В речи Гоготура у Мандельштама и Цветаевой – все не эталонно, не образцово, все как бы не по правилам, все не так, как надо. Они не дают послабления читателю. «Легкость» соответственно заменена «затрудненностью». Предполагается читательская подготовленность и активность. Результат творчества словно еще хранит следы процесса – подан неостывшим и еще дымится. Речь слышна не отзвучавшая, дано само говоренье, – явственен «исполнительский порыв» – термин Мандельштама. Поэтому тут иные критерии оценки. Переводы Мандельштама и Цветаевой не могут быть судимы по тем же законам, что и перевод Заболоцкого. Это сразу же после его перевода переводы Мандельштама и Цветаевой кажутся «хуже» – в них нужно войти, вчитаться, – они подчинены другим законам, ими над собой признанным. Не всегда то «лучше», что «легче».
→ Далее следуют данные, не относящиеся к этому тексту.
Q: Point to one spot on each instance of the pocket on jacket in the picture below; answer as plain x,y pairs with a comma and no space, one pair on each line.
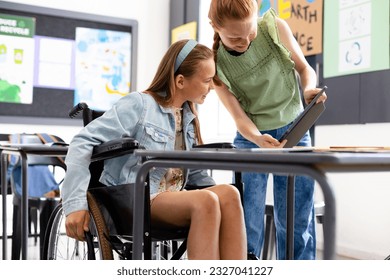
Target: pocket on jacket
155,138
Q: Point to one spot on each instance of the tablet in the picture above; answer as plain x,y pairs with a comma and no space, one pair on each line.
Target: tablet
304,121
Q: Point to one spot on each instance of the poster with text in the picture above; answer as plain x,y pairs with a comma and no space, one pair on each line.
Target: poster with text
356,37
304,18
103,67
16,58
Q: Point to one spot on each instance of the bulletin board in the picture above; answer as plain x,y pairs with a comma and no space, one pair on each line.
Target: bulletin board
73,57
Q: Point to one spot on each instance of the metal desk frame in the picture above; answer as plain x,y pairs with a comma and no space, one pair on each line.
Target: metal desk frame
22,151
313,164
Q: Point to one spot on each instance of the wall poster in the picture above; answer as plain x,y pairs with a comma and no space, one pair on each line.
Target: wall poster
304,18
16,58
356,37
Как видим, говорить о «методологической ошибке» Цветаевой и Мандельштама затруднительно потому, что неблагоприятные обстоятельства перевода предстают в «снятом», преодоленном виде – Цветаевой и Мандельштаму удалось привить стиху даже нечто противорифменное, – создается потому обманчивое впечатление, словно в этом плане все в порядке, раз налицо замечательные строки и строфы – мы должны быть им благодарны – а следовательно, и всем сопутствующим обстоятельствам.
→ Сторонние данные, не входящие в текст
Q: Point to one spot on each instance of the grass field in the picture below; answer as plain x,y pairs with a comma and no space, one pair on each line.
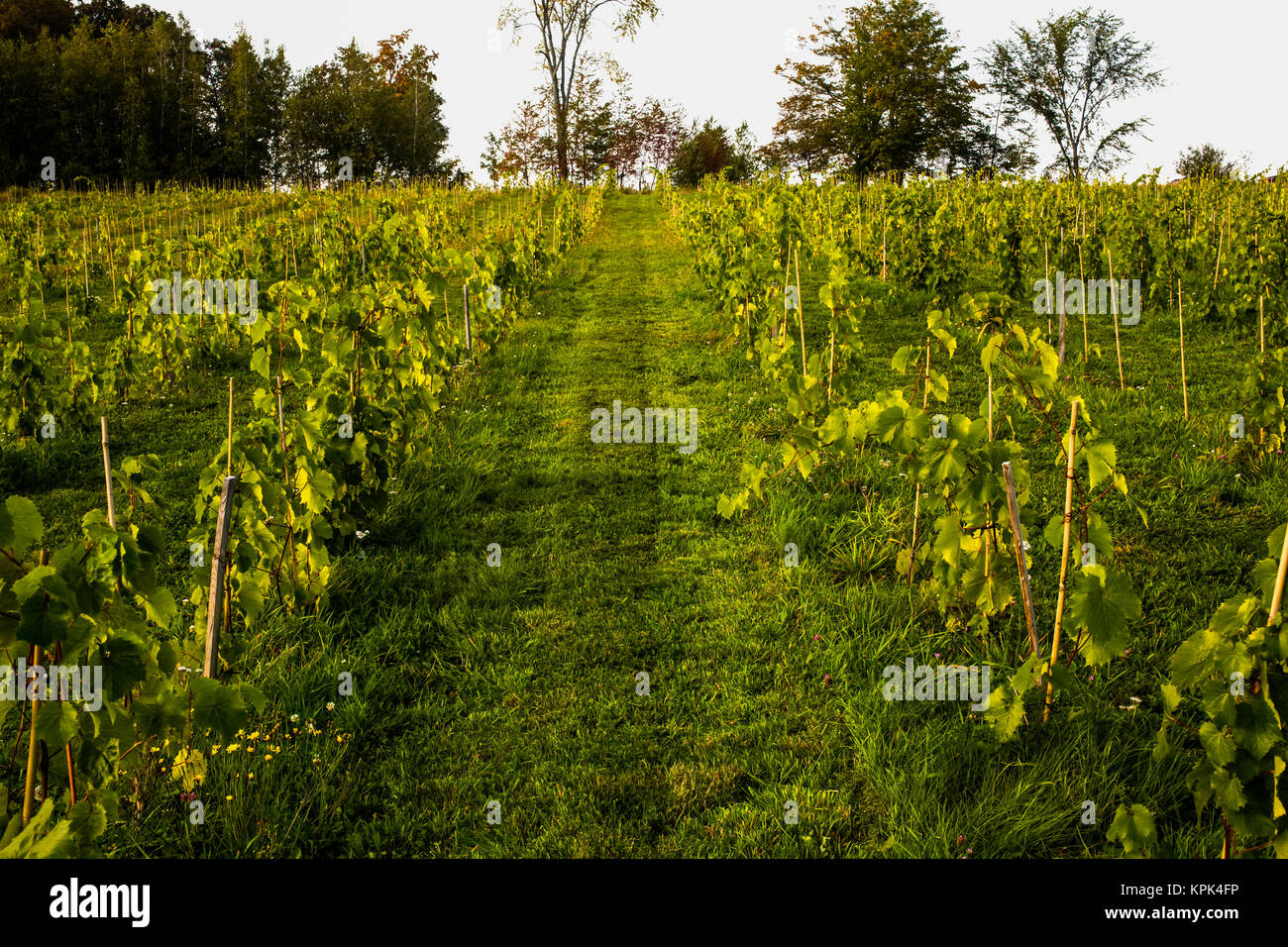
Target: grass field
519,684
Всего Цветаева перевела три очень разные по характеру поэмы Важа Пшавела: «Гоготур и Апшина», «Этери» и «Раненый барс». И все одним размером: четырехстопным хореем. Поэтому с самого начала имело место не столько свободное, изнутри идущее проявление и растворение в нем, сколько преодоление его механистичности, бойкости, скоростности: в целом нет ощущения единственности, счастливого совпадения, напротив, не покидает чувство, что поэт во власти чуждой подхлестывающей стихии («Сколько их, куда их гонит»). Кстати сказать, по сравнению с двумя другими ею переведенными поэмами в этой бег хорея значительно замедлен, что, видимо, стоило немалых усилий.
Цветаевой была рекомендована и система рифмовки – через строку, оставляя две строки – первую и третью – незарифмованными[169]. Формальное тому обоснование вроде бы дает подлинник: там действительно преобладает такой принцип рифмовки. А раз так, то для Цветаевой это уже не директивное предписание – она мгновенно восстала бы против, – а святая святых – «богоданное», бог, которого замещает в случае перевода оригинал, подстрочник.
Неполная рифмовка не столько облегчила труд, сколько сковала Цветаеву. Ведь рифма – конструктивна. Цветаева писала в одном письме: «… Этого (без рифмы) просто не было бы; а вот есть. Вот почему я рифмую стихи»[170]. И там же: «„Белые стихи” за редчайшими исключениями, кажутся мне черновиками, тем, что еще требует написания, одним лишь намерением, не более»[171].
«Мой инстинкт всегда ищет и создает преграды, т. е. я инстинктивно их создаю – в жизни, как и в стихах»[172].
Из письма к дочери: «Я никогда не просила „свыше” – рифмы (это мое дело!) – я просила (требовала!) – силы найти ее, силы на это мучение. И это мне давалось; подавалось»[173].
Скованным в переводе «Гоготур и Апшина» оказался и Мандельштам – стилевое решение переводить поэму без рифм и на былинный лад не давало полностью проявиться замечательным качествам этого поэта.
Речь идет не о слабости переводов Цветаевой и Мандельштама – мы имеем в виду не переводы во плоти, а методологическую ошибку, в них сказавшуюся, которую они преодолевают прирожденным поэтическим даром. С другой стороны, говорить о правильной методологии Заболоцкого можно лишь со следующей оговоркой: правильная методология сама по себе не гарантия наилучшего исполнения.